As competition is exaggerated in late 1990’s and markets became global, there is an opportunity to get the product and services in the perfect place and time at the lowest cost. It is important that organizations and supply chain should ameliorate efficiencies in order to be competitive. The understanding and experiencing of supply chain management is an important requirement for improving profitability as well as to sustain in the global race of competition (Childhouse & Towill, 2003; Moberg, Cutler, Gross, & Speh, 2002; Power, Sohal, & Rahman, 2001; Tan, 2002). SCM is termed to explicitly recognize the strategic nature of coordination between trading partners and to define the objective of SCM: i.e. to ameliorate the performance of the whole supply chain and individual organization. The main objective of SCM is to combine both material flows and information flawlessly across the supply chain as an efficient competitive weapon (Childhouse & Towill, 2003; Feldmann & Muller, 2003). The theory of SCM has gained augmented attention from practitioners, academicians, business managers, and consultants (Tan, 2002; Feldmann & Muller, 2003; Croom, Romano, & Giannakis, 2000; Van Hoek, 1998). SCM acts as a key component in attaining sustainable competitive edge for most of the organizations for their products and services in augmented swarmed marketplace (Jones, 1998). The model of SCM has been observed from different perspectives from various bodies of literature (Croom, Romano, & Giannakis, 2000) such as purchasing and supply management, logistics and transportation, operations management, marketing, organizational theory, and management information systems. Different theories provided information on perspective on SCM such as industrial organization and associated transaction cost analysis (Ellram, 1990; Williamson O, 1975), resource based and resource dependency theory (Rungtusanatham, 2003), competitive strategy (Porter, 1985), and social –political perspective (Stern & Reve, 1980).

Key Terms in this Chapter

Supply Chain Management Practices: It is termed as an inclusive set of actions which are employed in an organization in order to enhance its internal supply chain.

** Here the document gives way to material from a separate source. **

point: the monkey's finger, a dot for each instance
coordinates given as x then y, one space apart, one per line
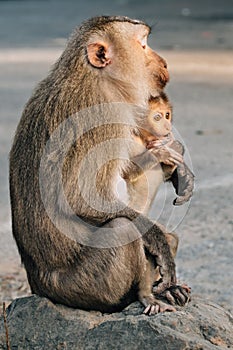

Risk and Reward Sharing: Risk is termed as uncertainty of expected reward or dissatisfaction of outcome and the decision.

Customer Relationship: It is termed as the relationship between a company and its customers.

Postponement: It is defined as exercising of proceeding forward one or more actions or operations (i.e., making, resourcing, and delivering to a much delayed point in the supply chain).

Level of Information Sharing: It is defined as the level to which all serious and copyrighted information is shared to supply chain partner.

Quality of Information Sharing: The information exchanged should be precise and reliable.

Strategic Supplier Partnership: It is defined as the connection existing between organization and its suppliers.

Organizational Performance: It is termed as how an organization effectively accomplishes or attains its marketing and financial performance.